To understand what lies ahead for the logistics industry, perhaps it will be of benefit to see where we are today:

  • The pandemic has impacted every segment of the business world from a freight forwarding perspective.
  • Oil tankers are idling offshore with loads of crude that there is no demand for as oil and gas consumption has dropped by over 50 % worldwide.
  • With the stoppage of international air travel, suppliers and customers depending on air freight are finding it harder and harder to move their goods via air.
  • As demand and supply patterns gyrate wildly throughout the world, containerized shipping has been challenged to position ships and containers where there is still demand, resulting in a large increase in blank sailings or canceled ports of call.
  • While the Wuhan China area is coming back to like after its battle with covid 19, many other parts of the world are in the midst of general lockdowns that may go on for months.
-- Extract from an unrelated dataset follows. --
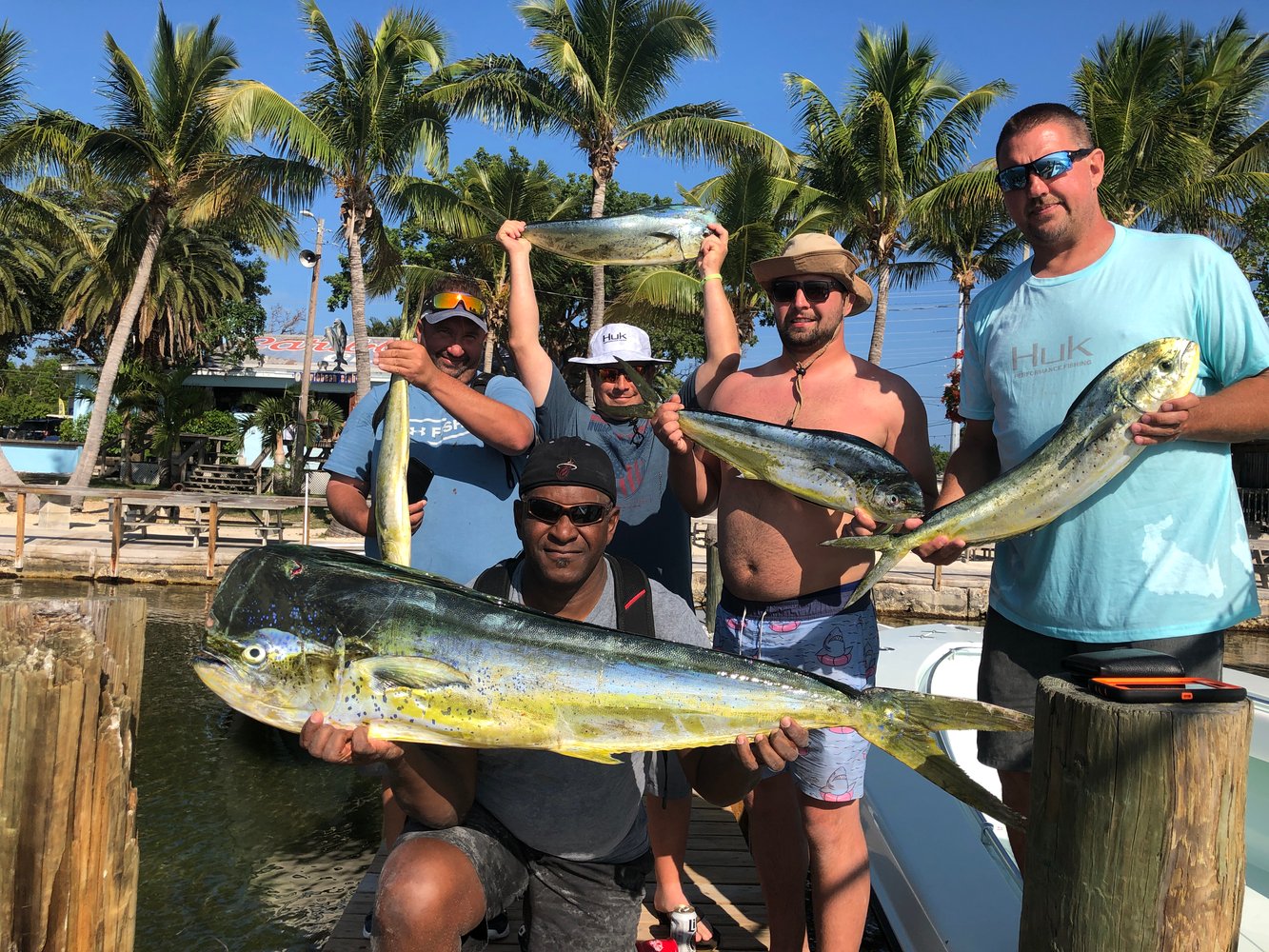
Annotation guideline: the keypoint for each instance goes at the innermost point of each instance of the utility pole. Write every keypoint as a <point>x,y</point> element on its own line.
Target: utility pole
<point>309,259</point>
With over 5 million companies throughout the world that depend on this area for component supplies, the instability created in recent months will have a ripple effect for months to come.  
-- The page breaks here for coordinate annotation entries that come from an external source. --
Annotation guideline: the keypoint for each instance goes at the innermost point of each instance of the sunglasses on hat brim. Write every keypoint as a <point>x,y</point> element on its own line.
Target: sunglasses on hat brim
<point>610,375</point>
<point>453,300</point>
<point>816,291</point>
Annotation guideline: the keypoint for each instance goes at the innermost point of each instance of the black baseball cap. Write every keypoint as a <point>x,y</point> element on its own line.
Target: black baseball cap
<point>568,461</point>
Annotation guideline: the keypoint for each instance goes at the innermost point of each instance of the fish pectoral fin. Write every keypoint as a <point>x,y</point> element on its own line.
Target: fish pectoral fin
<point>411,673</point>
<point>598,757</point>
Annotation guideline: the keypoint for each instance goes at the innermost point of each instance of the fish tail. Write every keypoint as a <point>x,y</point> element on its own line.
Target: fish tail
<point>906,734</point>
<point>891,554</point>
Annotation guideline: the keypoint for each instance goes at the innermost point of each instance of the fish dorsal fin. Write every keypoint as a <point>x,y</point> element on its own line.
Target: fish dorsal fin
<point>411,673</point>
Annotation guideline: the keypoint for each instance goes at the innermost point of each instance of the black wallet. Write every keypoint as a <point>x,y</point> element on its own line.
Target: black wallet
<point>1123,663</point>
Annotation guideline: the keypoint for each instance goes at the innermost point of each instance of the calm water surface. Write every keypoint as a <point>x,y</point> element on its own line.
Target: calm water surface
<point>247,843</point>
So, given all of the above, let’s consider some potential changes in the world’s supply network going forward. 

In the last 30 years, the world economy has seen huge growth in globally based supply chains. Companies both large and small have become increasingly comfortable shopping for materials, goods and commodities anywhere in the world where the best deal can be found. 
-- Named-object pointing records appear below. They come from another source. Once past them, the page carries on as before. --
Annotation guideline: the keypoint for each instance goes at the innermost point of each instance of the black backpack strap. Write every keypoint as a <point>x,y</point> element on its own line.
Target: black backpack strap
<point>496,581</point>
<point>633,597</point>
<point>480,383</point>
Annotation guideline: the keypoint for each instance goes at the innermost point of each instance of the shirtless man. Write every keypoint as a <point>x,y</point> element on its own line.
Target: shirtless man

China’s rise has driven a huge migration of manufacturing capacity to the Middle Kingdom. With the pain that has been inflicted on companies that have far flung supply chains we expect to see many businesses relooking at their procurement strategies. We would expect to start seeing a more regional networks of suppliers versus the current global networks that have developed over the last 3 decades. 

Another strategy that could emerge is for businesses to bring the manufacture of certain critical components in house rather than outsourcing them. While the cost to develop and build these key components in house may be more costly on a per unit basis, the reduction in risk and shipping costs might make this a more appealing alternative in the long run.

These changes will create both hurdles and new opportunities for logistics providers. Cross border trucking and more short haul transportation options may develop while at the same time we will see reductions in shipping channels between Asia, the EU and North America. 

While no one has a crystal ball, it is a safe bet that the logistics companies that can adapt, innovate and anticipate new trends in the transportation industry will be the winners in the long run.